Dopamine-beta-hydroxylase (DBH) catalyzes the conversion of dopamine to norepinephrine and is released from sympathetic neurons into the circulation. Several lines of evidence, including the finding of elevated plasma DBH activity in essential hypertension, suggest an important role of DBH in hypertension. Recently, a novel polymorphism (-1021C/T) in the 5' flanking region of the DBH gene has been shown to account for 35-52% of the variation in plasma DBH activity. We therefore investigated the possible association between the DBH -1021C/T polymorphism and hypertension in a large Japanese population. Moreover, because the development of hypertension is considered to be due at least partly to gene-environmental interactions, we also investigated the possible interactions between the DBH -1021C/T polymorphism and environmental factors. Consequently, we found a significant interaction between the DBH -1021C/T polymorphism and fasting plasma glucose (FPG) in the association with hypertension. CC homozygotes showed a steeper increase in probability of hypertension with FPG than T allele carriers. We also found a marginally significant trend suggesting the presence of an interaction between the DBH -1021C/T polymorphism and FPG in the association with blood pressure.

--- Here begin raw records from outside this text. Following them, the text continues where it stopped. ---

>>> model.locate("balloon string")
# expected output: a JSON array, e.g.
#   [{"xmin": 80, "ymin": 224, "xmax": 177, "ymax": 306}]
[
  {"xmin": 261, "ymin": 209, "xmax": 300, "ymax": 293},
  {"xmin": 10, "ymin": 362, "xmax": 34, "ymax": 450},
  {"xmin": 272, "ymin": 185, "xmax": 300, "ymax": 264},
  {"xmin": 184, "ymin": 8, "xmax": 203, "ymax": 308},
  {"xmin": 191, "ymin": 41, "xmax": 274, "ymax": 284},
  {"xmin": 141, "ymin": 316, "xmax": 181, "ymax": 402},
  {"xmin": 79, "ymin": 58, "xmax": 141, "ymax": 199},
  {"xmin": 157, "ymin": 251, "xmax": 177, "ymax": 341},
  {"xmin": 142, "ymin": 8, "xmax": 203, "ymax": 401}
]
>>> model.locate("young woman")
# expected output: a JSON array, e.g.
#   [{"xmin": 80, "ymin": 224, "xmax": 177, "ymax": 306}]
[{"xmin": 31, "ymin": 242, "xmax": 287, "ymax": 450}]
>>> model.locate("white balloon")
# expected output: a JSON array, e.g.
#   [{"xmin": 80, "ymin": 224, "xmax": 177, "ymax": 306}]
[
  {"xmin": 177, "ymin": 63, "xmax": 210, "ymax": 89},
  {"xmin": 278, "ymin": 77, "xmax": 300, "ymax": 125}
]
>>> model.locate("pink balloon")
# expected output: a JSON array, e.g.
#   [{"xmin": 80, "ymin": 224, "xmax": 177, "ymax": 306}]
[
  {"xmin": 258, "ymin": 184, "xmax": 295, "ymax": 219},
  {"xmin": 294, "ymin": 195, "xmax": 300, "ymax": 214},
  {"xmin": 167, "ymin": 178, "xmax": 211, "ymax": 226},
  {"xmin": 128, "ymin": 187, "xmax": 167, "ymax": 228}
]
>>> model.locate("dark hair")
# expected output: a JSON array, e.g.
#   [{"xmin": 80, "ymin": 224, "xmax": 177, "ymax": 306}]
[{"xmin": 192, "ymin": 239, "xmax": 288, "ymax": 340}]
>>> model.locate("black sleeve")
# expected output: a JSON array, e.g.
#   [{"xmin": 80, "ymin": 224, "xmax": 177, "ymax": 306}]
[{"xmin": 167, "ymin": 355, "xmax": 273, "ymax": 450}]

Consistent with the presence of the interaction, we found that a 19 bp sequence containing the DBH -1021C/T polymorphism includes two palindromic non-canonical E boxes separated by 5 bps, and closely resembles the glucose response element of the L-type pyruvate kinase gene. These findings could be helpful in conducting further molecular and biological studies on the relationship among glucose metabolism, the sympathetic nervous system, and hypertension.